Question for the pros: how do you properly run/use the RX11 De-Click plug-in? Once you got your settings all tuned in, you play the song with the plug-in on the track you want to de-click. Then? You bounce/render the track as a new audio file and re-load that audio file to a new track!? At which point the plug-in has done its job and is not longer needed…
After the audio is rendered, either by bouncing to a new track or by rendering the master mix.
This is an important DAW concept - DAWs operate on the principle of nondestructive editing. Changes are applied at run time by layering them over the original inputs without modifying them. This is really important - when you slice, edit, move, copy, paste over, comp new takes, etc to any audio data in a track, you are not editing an audio file, just the logical view of the audio in the track in the DAW, like layers in Photoshop. The final audio only exists when you render it somewhere; otherwise it is created on the fly.
This allows you to do any kind of modifying of the audio in a track while still being able to change those parameters later. If it did not work this way you would not be able to, say, reduce the amount of compression or distortion you have added to a track, or disable all plugins and hear the original - edits would be final and the original audio would be lost.
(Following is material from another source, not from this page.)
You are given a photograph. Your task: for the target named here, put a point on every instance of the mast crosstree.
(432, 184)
Audacity, on the other hand, does NOT work this way and destructively edits the original audio in-place, like an audio file editor. It’s a big part of why I keep saying Audacity is NOT a DAW.
Yes and this probably the second most common reason people bounce tracks to audio tracks (with the most common being they are laying down multiple tracks with the same hardware synthesizer). You then keep the original around, muted.
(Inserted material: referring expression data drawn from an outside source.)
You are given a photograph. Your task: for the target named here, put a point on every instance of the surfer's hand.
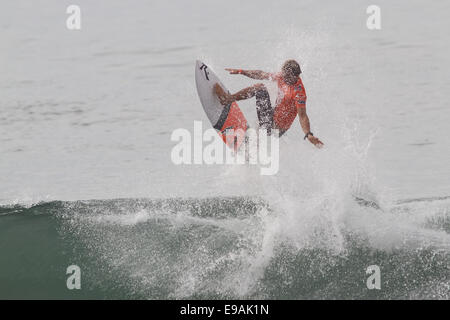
(315, 141)
(234, 71)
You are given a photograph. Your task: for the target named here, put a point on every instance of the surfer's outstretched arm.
(254, 74)
(304, 122)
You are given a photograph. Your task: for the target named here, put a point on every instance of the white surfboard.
(229, 121)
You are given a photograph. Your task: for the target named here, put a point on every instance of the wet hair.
(292, 67)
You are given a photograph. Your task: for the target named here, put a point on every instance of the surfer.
(291, 99)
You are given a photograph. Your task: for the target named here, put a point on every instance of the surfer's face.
(289, 78)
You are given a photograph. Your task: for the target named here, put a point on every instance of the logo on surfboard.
(204, 67)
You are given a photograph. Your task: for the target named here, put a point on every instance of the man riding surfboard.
(291, 99)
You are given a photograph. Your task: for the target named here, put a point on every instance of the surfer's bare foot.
(224, 97)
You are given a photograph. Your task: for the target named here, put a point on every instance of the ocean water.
(86, 176)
One of these days I should learn some of what Logic can do besides stem separation. I still do most of my actual recording in Garageband because I’ve got my default template set up just how I like it.
Studio One Pro 7 has a very nice BPM detection feature that works per bar, taking into account variations within a song.
It works soso. Often it’s absolutely perfect, but for some songs it’s total rubbish. Either twice the actual BPMs or (worse) sudden peaks that have nothing to do with the song itself…
hey, I realize I could be opening up a can of worms here, because everybody probably has personal preferences on this. but do I really need to keep all the key codes and proof of purchase emails for all these silly plugins because they’re really starting to pile up. I mean, all that shit is online anyways isn’t it?